The candidates who lost money, or whose funds are frozen while the investigation continues, may have a difficult time in the 2012 elections, perhaps even in the June primaries. Not Ms. Feinstein, whose personal and family wealth is inconceivable to most Californians.
Despite her voting record in Congress, most notable for her desire to crush any remaining Palestinian resistance to Israeli occupation, to give unlimited funds to the U.S. military and homeland security, and to serve herself and her husband heaping helpings of the federal budget pie, there will be no serious reformist Democratic Party challenger to Dianne in the June primary. A Senate campaign requires reaching some 18,000,000 likely voters. If you can convince the media gatekeepers that you are a serious candidate, you might be in the debates, but not all that many voters actually watch or listen to debates. No, you would need to mail a flyer or two or ten to each voter and buy a good deal of television and radio spots to have a chance at winning. That is a daunting task unless you are a multi-millionaire or have a money machine left over from say, having already been governor of California.
Even Michael Reagan, talk show host and son of Ronald Reagan, apparently looked at the Feinstein money and decided even Reagan name recognition would not give him a shot at her Senate seat.
How did the Democratic Party end up with so wealthy of a Senator? That has always been the plan from the time when Andrew Jackson and his wealthy slave owning friends noticed that poorer white men, having been given the vote, had become a danger to the class system, and created the Democratic Party [See Andrew Jackson for President, Act I].
In particular, Dianne Feinstein was born to a wealthy doctor, then married money not once but three times (retaining her political last name, Feinstein, from her 2nd husband). Current husband Richard C. Blum is an investment banker (the kind people are protesting against on Wall Street right now) with very extensive real estate holding and close connections to the U.S. education, defense, and homeland security establishments. [See also DiFi and Blum: a Marriage Marinated in Money]
Most political offices in California cover a limited geography. Money is important in local elections and in elections to the California State Assembly and State Senate, but the magnitude of money needed to run for one of the two U.S. Senate seats, or for governor and other state-wide California offices, is staggering even to most successful, seasoned politicians. Since Republicans are hard pressed to win any state-level office anymore (the last was Arnold Schwarzenegger), the real action is in the Democratic party primaries.

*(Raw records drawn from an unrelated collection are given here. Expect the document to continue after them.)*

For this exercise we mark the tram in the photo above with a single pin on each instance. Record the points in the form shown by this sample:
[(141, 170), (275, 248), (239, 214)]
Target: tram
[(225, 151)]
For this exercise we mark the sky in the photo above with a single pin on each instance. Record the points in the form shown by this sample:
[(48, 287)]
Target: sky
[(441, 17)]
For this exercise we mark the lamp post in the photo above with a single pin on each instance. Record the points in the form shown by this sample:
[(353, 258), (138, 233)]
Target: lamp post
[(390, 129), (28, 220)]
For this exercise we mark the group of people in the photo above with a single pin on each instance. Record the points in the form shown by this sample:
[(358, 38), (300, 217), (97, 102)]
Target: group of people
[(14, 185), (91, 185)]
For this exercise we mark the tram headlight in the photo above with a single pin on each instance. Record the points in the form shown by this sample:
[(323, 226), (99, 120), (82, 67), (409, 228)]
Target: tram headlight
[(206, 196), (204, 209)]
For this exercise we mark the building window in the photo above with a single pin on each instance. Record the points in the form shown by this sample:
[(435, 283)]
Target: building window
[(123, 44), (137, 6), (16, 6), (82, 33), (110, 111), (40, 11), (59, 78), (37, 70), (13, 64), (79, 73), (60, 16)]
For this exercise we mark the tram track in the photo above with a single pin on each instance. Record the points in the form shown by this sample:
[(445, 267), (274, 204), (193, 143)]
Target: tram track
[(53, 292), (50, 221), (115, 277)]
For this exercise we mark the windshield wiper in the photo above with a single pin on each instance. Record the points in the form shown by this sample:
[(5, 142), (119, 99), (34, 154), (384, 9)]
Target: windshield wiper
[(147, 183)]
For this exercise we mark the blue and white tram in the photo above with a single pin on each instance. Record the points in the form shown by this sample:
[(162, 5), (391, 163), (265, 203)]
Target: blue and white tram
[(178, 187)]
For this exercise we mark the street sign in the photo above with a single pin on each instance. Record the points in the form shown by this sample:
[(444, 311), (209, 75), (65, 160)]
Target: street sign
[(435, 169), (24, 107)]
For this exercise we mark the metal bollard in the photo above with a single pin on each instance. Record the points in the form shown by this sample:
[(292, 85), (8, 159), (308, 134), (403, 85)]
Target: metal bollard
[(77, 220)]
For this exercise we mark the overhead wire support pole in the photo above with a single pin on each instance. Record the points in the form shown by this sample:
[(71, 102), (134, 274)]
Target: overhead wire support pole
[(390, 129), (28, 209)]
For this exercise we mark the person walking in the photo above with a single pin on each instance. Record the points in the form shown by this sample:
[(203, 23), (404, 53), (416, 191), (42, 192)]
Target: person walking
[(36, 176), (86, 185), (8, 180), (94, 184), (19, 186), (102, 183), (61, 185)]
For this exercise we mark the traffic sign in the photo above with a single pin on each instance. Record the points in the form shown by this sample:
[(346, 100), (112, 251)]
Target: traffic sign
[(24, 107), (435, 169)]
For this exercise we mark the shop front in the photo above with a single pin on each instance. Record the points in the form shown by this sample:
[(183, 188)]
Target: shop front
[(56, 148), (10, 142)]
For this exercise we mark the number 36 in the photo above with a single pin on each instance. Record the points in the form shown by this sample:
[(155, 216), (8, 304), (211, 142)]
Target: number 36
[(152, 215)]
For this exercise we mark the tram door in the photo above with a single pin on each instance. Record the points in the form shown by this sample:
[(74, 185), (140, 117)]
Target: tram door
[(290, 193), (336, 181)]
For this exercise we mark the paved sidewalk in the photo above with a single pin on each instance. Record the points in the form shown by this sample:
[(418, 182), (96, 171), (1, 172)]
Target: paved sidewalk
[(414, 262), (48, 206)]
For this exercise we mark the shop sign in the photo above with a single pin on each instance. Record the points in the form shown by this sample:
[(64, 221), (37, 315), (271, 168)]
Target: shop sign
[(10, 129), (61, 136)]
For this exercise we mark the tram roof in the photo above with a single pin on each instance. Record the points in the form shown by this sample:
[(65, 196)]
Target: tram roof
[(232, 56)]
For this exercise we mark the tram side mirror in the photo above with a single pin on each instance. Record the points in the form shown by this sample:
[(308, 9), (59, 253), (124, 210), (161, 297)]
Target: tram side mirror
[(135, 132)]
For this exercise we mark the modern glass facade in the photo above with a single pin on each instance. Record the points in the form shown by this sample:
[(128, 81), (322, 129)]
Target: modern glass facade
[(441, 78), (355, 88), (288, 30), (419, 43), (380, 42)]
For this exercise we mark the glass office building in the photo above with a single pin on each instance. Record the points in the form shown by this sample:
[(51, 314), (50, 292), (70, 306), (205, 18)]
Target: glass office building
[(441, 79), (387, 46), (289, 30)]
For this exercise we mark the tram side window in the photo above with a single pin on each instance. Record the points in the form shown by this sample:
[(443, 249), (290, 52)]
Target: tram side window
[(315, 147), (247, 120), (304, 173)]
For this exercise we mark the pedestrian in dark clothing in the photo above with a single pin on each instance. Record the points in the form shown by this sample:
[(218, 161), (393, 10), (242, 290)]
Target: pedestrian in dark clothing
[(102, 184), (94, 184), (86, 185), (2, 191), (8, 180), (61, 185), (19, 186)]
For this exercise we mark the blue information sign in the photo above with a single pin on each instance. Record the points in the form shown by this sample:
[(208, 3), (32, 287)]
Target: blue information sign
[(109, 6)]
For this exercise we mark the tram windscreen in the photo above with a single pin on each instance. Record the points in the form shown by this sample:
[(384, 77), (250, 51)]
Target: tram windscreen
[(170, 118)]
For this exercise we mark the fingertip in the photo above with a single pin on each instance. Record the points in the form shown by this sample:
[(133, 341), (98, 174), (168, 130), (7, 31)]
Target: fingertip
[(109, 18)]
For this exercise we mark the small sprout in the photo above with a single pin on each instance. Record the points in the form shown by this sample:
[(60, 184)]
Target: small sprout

Challenging a Democratic Party, state-wide, near-billionaire incumbent in a primary amounts to tilting at windmills. Perhaps we should take a lesson from Ebay. There should be a buy-it-now option. Then we would not have to wait to see who wins the auction. Instead of wasting money on lying to voters, Dianne could donate all that money to helping reduce the State budget deficit. [Yes, this last paragraph is satire, not an actual proposal.]